Pinch commands himself to act like a professional. He’d give up his remaining life to hear Dad’s admiration for this picture. Pinch blurts: “Dad, did you think I could stay here? Here at the house?”

“You just did, Charlie.”

“For longer, I mean. To live.” His chest thuds. “If it’s okay with everyone.”

“You serious, Charlie?” his father says.

Pinch nods.

Bear pauses. “But is that fair to Natty? Doesn’t she need you there?”
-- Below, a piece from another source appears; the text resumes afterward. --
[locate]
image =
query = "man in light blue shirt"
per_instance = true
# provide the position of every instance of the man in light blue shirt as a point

“Mom isn’t like when you were with us.”

“Aw, come on—Natty never changes. Sweet girl. And a kid ought to stay with his mother.” He grabs Pinch’s arm. “Son of mine, I think the world of you. You know that.” He nods toward his son’s painting. “So I got to tell you, kiddo. You’re not an artist. And you never will be.”





Youth


   OIL ON CANVAS


   78 X 124 INCHES


   Courtesy of the Bavinsky Estate





Toronto, 1971




21


He stuffs a bolt of tobacco into his pipe, sucks a matchbook flame to the bowl, and coughs discreetly, browsing the art section of a used bookstore on Bloor, paging through old catalogs, obscure pamphlets, dusty Dadaist treatises that make him sneeze. He crouches to peruse a work on Pop Art, finding color plates of works by now-celebrated artists, a few of whom he encountered years before at the Petros Gallery with his father.
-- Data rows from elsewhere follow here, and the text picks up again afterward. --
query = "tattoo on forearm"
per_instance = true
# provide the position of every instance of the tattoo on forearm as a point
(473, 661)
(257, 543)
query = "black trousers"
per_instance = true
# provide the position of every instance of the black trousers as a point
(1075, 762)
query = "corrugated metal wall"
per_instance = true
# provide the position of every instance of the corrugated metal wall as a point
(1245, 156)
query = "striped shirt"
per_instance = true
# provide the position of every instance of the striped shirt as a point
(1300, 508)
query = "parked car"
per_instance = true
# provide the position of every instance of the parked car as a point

That night, Pinch cooks a lavish dinner for two, having procured the necessary Italian ingredients on College Street: cans of peeled San Marzano tomatoes, guanciale, black olives, pecorino romano, capers in sea salt—every ingredient except someone to eat with. He prefers a test run before inviting a date, just to ensure that everything works, from the saucepans to the conversation. “You come from Toronto?” he asks the empty chair, reading off a sheet of questions resting beside his plate of steaming rigatoni. He tries again, with different intonation. No, that sounded perverse. Anyway, he’ll presumably know where she’s from by the time he asks her out. Pinch crosses off that question and proceeds to the next: “Do you like music?” But everyone does. He scribbles this out, printing over it, “What type of music?” Then, “Is the record too loud/soft?” And, “The other day, (HER NAME HERE), I walked past a protest against the Spadina Expressway. What is your position on that?”